Jahangirpur is a town/hamlet and a city in Jewar Tehsil in Gautam Buddha Nagar district of Uttar Pradesh, India. It comes under Jahangirpur Panchayath. It belongs to Gautam Buddha Nagar Division . It is located 32 km towards South from District headquarters Noida. 424 km from State capital Lucknow. Jahangirpur is surrounded by Tappal Tehsil towards South, Hassanpur Tehsil towards South, Palwal Tehsil towards west, Dankaur Tehsil towards North and Palwal, Hodal, Faridabad, Sikandrabad are some nearby Cities to the town.

Famous Personalities 
 
 Pandit Narendra Sharma

Geography 
Jahangirpur is mainly connected to other major cities and towns through roads mostly by G T Road and Yamuna Expressway.

There is no railway station near to Jahangirpur in less than 10 km. How ever Khurja Railway Junction is a major railway station about 12 km from the town. Another, Faridabad Railway Station, is 45 km from Jahangirpur.

Demographics
As of 2011 Indian Census, Jahangirpur had a total population of 11,006, of which 5,819	were males and 5,187 were females.

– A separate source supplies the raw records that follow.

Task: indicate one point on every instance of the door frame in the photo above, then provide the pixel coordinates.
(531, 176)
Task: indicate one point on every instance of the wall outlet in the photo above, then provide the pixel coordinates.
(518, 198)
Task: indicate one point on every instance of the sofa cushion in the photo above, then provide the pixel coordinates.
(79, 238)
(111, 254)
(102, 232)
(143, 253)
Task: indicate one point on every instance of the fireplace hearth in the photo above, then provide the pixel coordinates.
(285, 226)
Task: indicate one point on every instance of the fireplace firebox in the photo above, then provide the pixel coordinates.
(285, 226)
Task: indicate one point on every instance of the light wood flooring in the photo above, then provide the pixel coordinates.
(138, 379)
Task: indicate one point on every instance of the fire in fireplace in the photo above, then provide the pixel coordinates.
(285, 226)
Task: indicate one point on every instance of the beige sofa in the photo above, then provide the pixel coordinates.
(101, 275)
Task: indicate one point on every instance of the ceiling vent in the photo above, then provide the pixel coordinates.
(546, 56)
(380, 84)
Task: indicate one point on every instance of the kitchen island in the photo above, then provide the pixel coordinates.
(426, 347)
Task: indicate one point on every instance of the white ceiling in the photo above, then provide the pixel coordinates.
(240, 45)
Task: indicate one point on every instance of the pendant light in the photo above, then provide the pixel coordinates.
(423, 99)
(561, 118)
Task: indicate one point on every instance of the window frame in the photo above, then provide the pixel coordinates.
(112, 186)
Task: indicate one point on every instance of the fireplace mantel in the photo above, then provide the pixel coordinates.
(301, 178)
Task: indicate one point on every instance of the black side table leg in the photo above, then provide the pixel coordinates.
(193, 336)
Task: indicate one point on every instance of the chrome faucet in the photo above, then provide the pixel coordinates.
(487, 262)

Population within the age group of 0 to 6 years was 1,777. The total number of literates in Jahangirpur was 5,906, which constituted 53.7% of the population with male literacy of 61.8% and female literacy of 44.6%. The effective literacy rate of 7+ population of Jahangirpur was 64%, of which male literacy rate was 74.1% and female literacy rate was 52.8%. The Scheduled Castes population was 1,337. Jahangirpur had 1818 households in 2011.